Fly-tipping has dropped by 14 per cent in Northampton according to the latest figures, but the councillor responsible for keeping our streets clean admits there is ‘still a lot to be done’.
Northampton Borough Council’s cabinet member for the environment, Councillor Mike Hallam, had estimated that fly-tipping had reduced by 10 per cent when speaking at a recent scrutiny meeting.
But the latest figures now published by the council show that it’s in fact down by 14 per cent.
Between June 2017 and January 2018, the council received a total of 21,704 reports of fly-tipping. But in the same months the following year, ending in January 2019, that number had decreased to 18,614.
Veolia took over the council's environmental services contract in June last year.

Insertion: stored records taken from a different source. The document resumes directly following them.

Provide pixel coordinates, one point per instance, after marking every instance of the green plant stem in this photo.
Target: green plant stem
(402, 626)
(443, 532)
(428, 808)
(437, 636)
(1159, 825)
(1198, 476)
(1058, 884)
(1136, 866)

The figures have been welcomed by Councillor Hallam, but he maintains that the problem is worse in some areas, where there remains room for improvement.
He said: “It’s going down and we’re heading in the right direction, but there’s a lot more to be done. It still needs to be improved in some areas and we’ve got schemes coming up which will help us focus on that.”
The schemes include a three-month trial where the price of using the bulky waste removal services has been reduced from £25 to £15, while there will be an upcoming trial for the use of clear recycling sacks in Far Cotton, which will replace the recyclable containers.
The next two to three months are typically the busiest time of the year for fly-tipping in Northampton, Councillor Hallam added.